Des cas bien précis d’exonération de plus-value immobilière.

  • Le cas le plus fréquent est la vente de la résidence principale à condition qu’elle le soit toujours au moment de la cession. Attention en cas de déménagement, le logement perd son caractère de résidence principale, sauf si la vente intervient dans un délai normal, estimé à environ un an en pratique.
  • L’exonération pour durée de détention de plus de trente ans est également fréquente.

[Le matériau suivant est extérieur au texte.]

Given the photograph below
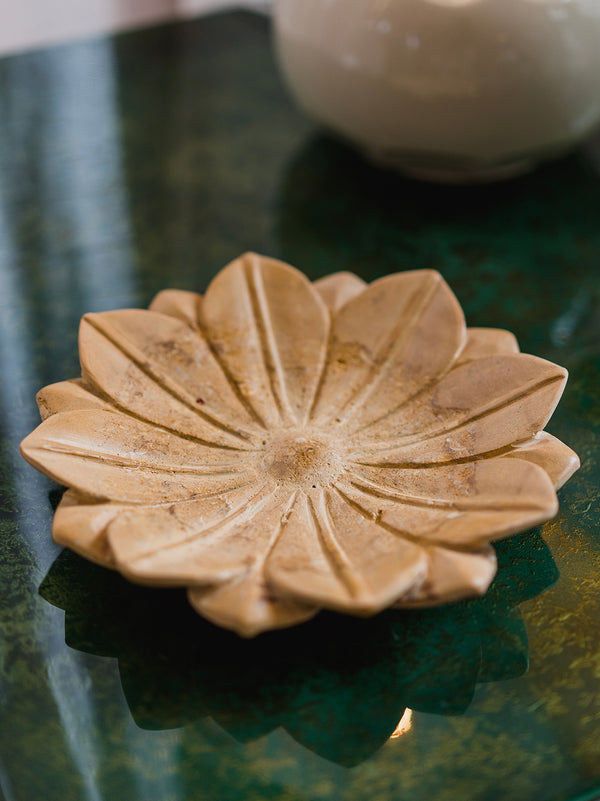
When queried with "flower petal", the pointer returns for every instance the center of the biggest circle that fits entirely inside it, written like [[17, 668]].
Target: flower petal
[[464, 505], [80, 524], [453, 575], [159, 369], [69, 396], [487, 342], [269, 327], [338, 288], [203, 543], [484, 405], [400, 333], [557, 459], [247, 606], [110, 455], [179, 304], [144, 534], [330, 555]]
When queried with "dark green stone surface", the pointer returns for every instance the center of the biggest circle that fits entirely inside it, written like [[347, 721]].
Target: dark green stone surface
[[146, 161]]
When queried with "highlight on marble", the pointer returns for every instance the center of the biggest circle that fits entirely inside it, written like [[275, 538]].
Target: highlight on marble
[[279, 447]]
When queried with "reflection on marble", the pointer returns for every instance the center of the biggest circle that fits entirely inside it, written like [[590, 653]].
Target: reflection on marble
[[339, 686]]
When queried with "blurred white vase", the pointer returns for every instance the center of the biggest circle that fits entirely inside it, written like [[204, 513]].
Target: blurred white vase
[[461, 90]]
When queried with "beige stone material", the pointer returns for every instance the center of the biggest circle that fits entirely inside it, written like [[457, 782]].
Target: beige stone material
[[278, 446]]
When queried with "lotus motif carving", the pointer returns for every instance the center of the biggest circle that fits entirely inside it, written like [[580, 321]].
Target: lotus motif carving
[[278, 446]]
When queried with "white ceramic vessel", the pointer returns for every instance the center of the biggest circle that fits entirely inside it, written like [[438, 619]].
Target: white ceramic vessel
[[447, 89]]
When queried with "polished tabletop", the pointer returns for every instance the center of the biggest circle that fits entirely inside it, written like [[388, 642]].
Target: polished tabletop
[[149, 160]]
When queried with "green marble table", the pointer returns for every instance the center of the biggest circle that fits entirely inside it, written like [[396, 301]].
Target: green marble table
[[149, 160]]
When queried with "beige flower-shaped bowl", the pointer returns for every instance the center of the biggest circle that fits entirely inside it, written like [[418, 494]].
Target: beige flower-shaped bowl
[[278, 446]]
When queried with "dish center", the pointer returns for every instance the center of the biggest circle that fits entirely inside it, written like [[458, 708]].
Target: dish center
[[301, 460]]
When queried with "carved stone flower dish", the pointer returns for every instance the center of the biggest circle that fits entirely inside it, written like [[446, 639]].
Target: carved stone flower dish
[[278, 446]]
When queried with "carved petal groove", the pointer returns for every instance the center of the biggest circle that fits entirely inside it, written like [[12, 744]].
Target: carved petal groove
[[110, 455], [269, 327], [159, 370], [401, 332], [333, 557], [481, 406]]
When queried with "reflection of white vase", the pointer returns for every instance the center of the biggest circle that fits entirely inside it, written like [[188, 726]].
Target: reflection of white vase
[[449, 89]]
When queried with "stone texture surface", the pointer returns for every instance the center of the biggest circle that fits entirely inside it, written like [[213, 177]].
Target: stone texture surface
[[278, 447], [184, 155]]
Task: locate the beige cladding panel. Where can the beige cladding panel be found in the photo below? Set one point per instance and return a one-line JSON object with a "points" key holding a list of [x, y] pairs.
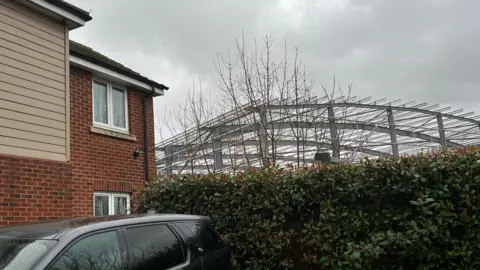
{"points": [[32, 84]]}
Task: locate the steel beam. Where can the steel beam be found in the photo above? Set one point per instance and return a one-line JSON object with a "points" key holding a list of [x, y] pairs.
{"points": [[373, 106], [217, 151], [393, 132], [324, 125], [168, 150], [441, 132], [263, 136], [333, 133]]}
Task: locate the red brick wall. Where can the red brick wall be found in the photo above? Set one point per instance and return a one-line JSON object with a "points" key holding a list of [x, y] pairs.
{"points": [[101, 162], [34, 189]]}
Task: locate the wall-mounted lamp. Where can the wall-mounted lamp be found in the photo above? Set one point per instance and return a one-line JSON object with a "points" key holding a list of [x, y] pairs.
{"points": [[137, 153]]}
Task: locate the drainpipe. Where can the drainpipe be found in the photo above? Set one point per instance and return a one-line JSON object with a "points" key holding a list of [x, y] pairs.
{"points": [[145, 135]]}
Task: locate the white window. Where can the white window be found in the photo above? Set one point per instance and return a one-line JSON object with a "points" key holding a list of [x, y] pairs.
{"points": [[110, 108], [105, 203]]}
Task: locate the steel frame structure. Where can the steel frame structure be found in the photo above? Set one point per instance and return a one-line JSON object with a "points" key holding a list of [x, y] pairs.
{"points": [[282, 132]]}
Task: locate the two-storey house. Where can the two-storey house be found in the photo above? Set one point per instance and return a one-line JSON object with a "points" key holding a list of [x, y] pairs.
{"points": [[76, 128]]}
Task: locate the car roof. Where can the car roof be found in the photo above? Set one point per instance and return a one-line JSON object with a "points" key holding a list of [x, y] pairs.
{"points": [[53, 230]]}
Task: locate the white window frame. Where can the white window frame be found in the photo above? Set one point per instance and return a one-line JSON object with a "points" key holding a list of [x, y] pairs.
{"points": [[111, 200], [110, 87]]}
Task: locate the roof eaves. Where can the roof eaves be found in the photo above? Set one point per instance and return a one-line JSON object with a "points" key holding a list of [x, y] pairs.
{"points": [[88, 54]]}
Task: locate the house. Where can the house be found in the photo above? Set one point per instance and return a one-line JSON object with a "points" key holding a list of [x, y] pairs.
{"points": [[76, 128]]}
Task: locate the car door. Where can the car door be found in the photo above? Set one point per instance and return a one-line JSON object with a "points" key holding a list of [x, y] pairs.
{"points": [[156, 246], [207, 245], [97, 251]]}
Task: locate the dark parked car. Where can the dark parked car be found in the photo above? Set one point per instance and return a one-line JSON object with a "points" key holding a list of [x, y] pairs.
{"points": [[133, 242]]}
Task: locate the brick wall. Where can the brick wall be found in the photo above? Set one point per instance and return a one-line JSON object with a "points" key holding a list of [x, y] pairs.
{"points": [[101, 162], [34, 189]]}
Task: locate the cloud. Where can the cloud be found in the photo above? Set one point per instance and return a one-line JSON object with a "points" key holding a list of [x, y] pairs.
{"points": [[416, 50]]}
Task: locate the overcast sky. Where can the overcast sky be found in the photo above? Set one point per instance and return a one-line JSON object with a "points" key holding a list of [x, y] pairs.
{"points": [[423, 50]]}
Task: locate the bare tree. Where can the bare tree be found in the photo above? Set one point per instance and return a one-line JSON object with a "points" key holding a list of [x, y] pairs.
{"points": [[266, 102]]}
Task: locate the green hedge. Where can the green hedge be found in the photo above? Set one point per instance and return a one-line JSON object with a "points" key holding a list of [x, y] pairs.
{"points": [[407, 213]]}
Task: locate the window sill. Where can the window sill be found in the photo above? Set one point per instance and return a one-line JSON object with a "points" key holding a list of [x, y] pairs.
{"points": [[112, 133]]}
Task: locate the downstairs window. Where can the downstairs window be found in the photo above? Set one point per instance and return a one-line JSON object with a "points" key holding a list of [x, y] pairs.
{"points": [[105, 204]]}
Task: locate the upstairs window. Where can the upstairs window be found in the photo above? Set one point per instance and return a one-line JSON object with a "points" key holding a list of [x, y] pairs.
{"points": [[105, 204], [110, 106]]}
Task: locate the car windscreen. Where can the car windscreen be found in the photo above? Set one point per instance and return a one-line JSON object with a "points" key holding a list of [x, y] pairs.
{"points": [[19, 253]]}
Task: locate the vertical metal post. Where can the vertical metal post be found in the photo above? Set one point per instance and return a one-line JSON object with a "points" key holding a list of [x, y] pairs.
{"points": [[217, 150], [333, 133], [393, 132], [168, 151], [263, 136], [441, 132]]}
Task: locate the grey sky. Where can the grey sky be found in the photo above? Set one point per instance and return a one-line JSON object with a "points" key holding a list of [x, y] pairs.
{"points": [[423, 50]]}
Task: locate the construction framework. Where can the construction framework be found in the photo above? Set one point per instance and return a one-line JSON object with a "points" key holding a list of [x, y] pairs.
{"points": [[291, 132]]}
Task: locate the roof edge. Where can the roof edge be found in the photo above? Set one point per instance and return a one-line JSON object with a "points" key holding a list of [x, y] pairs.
{"points": [[84, 15], [119, 70]]}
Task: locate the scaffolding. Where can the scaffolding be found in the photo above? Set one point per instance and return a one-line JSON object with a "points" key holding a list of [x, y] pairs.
{"points": [[291, 132]]}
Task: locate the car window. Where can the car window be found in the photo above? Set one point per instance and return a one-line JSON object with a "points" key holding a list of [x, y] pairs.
{"points": [[99, 251], [200, 235], [22, 253], [154, 247]]}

Notez que si vous faites construire une maison, la date part du début des travaux, soit l’ouverture du chantier. Et oui, la patience a un prix !
  • Ceux qui ne sont pas propriétaires de leur résidence principale peuvent être exonérés de plus-value pour la vente de leur résidence secondaire, à condition notamment de réemployer le prix de vente dans l’achat d’une résidence principale sous un délai de 24 mois.
  • Si la quote-part du prix de vente de chacun des vendeurs est inférieur à 15.000 euros, ces derniers seront également exonérés de toute imposition (exemple un parking de 30.000 euros vendu par un couple).

Retenez que la plus value est prélevée par le notaire dès la signature de l’acte (vente, partage, apport en société…) donnant lieu à cette imposition. Le taux est certes élevé, mais il diminue d’autant plus qu’on détient le bien depuis plusieurs années. La majeure partie des ventes restent exonérées de plus-value s’agissant de la vente des résidences principales, mais pour combien de temps encore ?

En pratique les calculs s’avèrent souvent bien plus complexes selon l’origine des biens, la nature des travaux effectués, les cas d’exonération très particuliers, etc. …

Un simulateur gratuit calcul de plus-value immobilière est mis à votre disposition. (http://www.paris.notaires.fr/outil/immobilier/calcul-des-plus-values-immobilieres-sur-maison-et-appartement)

Bien entendu, faites valider préalablement vos calculs par votre notaire.